God is the only unconditional host. The nucleus of the Christian story is that the sovereign host-God emptied Godself completely to become a vulnerable human-guest and a stranger in this world. The being becomes a non-being (the being in non-being) so that we non-beings can become the being (a non-being in being). This is a key to understand the mystery of Jesus, i.e., God’s hospitality par excellence.

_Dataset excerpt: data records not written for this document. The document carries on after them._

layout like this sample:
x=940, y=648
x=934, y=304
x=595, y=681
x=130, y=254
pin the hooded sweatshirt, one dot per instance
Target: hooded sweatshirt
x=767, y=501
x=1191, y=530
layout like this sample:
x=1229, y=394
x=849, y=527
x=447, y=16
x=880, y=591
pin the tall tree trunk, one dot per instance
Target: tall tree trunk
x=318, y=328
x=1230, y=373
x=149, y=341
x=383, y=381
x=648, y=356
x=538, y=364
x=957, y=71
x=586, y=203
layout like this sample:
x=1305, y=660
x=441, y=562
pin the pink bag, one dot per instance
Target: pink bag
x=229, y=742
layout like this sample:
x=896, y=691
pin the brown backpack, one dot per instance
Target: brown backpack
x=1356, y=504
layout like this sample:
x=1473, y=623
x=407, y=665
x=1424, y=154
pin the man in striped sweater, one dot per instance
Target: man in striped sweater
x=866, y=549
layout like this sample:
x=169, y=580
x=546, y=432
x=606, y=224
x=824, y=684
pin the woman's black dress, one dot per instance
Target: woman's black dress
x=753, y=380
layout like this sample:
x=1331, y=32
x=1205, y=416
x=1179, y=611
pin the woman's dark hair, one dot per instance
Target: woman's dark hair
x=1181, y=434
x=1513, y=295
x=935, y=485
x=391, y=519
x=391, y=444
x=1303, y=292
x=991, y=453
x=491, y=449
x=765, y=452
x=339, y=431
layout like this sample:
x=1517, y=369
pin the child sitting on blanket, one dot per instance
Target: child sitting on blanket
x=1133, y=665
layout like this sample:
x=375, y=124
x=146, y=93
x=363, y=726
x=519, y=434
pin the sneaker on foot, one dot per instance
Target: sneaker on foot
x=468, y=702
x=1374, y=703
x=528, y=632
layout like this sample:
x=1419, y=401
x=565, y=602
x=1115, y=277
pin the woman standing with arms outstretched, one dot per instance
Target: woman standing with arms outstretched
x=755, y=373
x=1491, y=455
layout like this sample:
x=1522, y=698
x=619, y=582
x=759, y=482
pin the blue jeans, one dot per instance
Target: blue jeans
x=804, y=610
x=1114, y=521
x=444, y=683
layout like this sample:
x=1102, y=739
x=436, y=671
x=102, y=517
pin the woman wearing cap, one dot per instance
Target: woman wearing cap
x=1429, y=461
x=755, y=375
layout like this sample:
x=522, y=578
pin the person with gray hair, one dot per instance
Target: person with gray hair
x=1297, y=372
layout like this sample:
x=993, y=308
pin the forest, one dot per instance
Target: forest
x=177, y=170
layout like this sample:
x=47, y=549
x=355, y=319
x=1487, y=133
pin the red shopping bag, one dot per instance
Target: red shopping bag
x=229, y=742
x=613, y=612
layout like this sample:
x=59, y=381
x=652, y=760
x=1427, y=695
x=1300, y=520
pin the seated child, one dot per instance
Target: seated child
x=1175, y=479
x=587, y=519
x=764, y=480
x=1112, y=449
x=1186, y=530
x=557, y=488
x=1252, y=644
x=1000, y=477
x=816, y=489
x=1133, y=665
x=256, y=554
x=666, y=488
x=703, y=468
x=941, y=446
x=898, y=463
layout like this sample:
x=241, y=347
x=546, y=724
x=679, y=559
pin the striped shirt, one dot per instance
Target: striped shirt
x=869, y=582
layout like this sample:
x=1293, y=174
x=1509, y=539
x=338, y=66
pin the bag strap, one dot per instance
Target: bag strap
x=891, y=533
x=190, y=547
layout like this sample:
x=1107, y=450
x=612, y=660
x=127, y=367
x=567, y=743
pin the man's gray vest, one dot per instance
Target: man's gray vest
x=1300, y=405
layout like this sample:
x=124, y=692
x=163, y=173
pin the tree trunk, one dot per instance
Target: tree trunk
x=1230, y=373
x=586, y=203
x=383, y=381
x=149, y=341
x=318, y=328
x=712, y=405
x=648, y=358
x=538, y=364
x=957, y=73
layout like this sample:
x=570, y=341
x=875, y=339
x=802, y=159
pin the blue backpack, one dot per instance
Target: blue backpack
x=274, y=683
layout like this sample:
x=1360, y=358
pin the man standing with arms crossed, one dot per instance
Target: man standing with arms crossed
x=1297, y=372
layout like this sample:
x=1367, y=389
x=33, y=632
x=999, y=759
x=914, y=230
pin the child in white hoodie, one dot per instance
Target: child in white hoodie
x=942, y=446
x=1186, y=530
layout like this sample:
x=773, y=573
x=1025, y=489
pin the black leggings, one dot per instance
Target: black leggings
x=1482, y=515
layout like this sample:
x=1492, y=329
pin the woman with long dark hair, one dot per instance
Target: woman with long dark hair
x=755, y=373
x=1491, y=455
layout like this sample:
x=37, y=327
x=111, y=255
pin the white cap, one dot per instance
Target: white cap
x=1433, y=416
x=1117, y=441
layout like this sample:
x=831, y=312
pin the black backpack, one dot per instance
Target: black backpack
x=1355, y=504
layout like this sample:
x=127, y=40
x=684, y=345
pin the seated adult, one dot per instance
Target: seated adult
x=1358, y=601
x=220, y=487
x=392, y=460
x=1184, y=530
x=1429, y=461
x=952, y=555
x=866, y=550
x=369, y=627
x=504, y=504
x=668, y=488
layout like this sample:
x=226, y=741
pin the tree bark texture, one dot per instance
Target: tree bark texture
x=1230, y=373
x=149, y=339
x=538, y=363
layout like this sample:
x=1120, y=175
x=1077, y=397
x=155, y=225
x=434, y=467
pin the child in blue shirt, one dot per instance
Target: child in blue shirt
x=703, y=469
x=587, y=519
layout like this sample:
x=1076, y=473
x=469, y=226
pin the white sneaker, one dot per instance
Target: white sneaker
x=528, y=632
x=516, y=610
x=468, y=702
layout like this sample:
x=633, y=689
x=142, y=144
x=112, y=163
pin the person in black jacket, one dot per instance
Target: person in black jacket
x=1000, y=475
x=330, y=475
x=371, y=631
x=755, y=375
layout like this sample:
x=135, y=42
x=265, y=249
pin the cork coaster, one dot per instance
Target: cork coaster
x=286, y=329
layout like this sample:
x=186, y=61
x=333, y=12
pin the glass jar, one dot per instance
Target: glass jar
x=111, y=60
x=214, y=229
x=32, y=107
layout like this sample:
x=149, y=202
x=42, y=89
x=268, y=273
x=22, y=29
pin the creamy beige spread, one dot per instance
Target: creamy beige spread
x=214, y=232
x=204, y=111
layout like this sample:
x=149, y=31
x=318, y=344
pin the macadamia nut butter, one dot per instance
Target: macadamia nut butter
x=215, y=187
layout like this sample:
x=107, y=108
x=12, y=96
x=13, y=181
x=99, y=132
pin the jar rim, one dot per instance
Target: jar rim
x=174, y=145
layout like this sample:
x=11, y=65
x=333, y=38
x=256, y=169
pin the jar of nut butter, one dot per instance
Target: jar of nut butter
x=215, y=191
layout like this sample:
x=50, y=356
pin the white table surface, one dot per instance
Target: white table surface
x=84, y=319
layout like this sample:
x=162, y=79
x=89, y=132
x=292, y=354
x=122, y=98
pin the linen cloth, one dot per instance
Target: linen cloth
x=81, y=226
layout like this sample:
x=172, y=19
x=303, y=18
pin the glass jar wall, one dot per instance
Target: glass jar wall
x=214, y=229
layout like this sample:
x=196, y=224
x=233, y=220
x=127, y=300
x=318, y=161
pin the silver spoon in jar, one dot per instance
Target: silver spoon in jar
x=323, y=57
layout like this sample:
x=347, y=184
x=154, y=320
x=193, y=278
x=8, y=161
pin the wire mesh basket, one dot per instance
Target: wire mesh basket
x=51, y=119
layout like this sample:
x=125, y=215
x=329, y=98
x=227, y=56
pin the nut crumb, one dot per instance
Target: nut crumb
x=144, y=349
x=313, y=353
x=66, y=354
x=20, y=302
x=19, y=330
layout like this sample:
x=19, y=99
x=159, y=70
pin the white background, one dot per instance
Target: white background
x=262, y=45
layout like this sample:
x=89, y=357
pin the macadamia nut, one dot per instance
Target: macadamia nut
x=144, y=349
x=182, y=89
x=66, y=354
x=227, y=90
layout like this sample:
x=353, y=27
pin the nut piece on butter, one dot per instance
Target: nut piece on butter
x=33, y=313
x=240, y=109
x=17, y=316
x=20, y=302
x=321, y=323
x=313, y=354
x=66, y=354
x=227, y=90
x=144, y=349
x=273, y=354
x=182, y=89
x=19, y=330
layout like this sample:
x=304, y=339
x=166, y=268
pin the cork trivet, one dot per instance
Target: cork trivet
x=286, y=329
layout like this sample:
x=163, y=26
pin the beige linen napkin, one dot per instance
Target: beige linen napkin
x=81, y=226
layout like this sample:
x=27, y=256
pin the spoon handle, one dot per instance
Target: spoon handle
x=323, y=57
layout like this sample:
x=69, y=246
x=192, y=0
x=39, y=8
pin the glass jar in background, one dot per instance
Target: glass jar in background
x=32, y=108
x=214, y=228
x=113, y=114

The theme of Embracing and Embodying God’s Hospitality Today in Asia would be ultimately summarized in the question, “What would Jesus do to strangers and others in Asia if he came in this age of migration, globalization and science today?”What would be do and how would he welcome immigrant workers, multi-cultural marriages, refugees, the disabled, prisoners, people in other religions, other beings on this susceptible planet, possible extraterritorial (ET) guests from outer space, beings which come into existence by manipulations of science and technology, and so on? In the Asian context, furthermore, the hospitality list should include not only those in the present and the future but also those in the past, particularly ancestors.

This week, we, Asian theologians, have gathered together in Seoul to discuss these important issues. The CATS is so far the only existing platform and theological space in the world where Asian theologians freely speak for themselves, collectively together, without feeling timid against yet dominant Western theological discourses. Although it is a meeting of a small number, I believe, it will become a historically significant event for Christians and churches in both Asia and the rest of the world, particularly anticipating the 10th General Assembly of the World Council of Churches to be held in Busan next year.

Asia, called the home of world religions, is the most diversified continent culturally, religiously, ideologically, politically, and perhaps economically. It is the predicted place for the so called “clash of civilizations.”Perhaps, the Korean peninsula would be a pinnacle of such a clash or an encounter; in a nutshell, both between the West and the East and between the North and the South. The symbol of the Korean national flag, the Great Ultimate in the dialogical yin-yang, would metaphorically prophesy this time in history. The duality of yin-yang is not permanently fixed but always interchanging. It is not an “either-or,”but a “both-and.”It represents dynamic phenomena in temporality to create and compose the ultimate wholeness, by not denying their distinctions, particularities, and idiosyncrasies. 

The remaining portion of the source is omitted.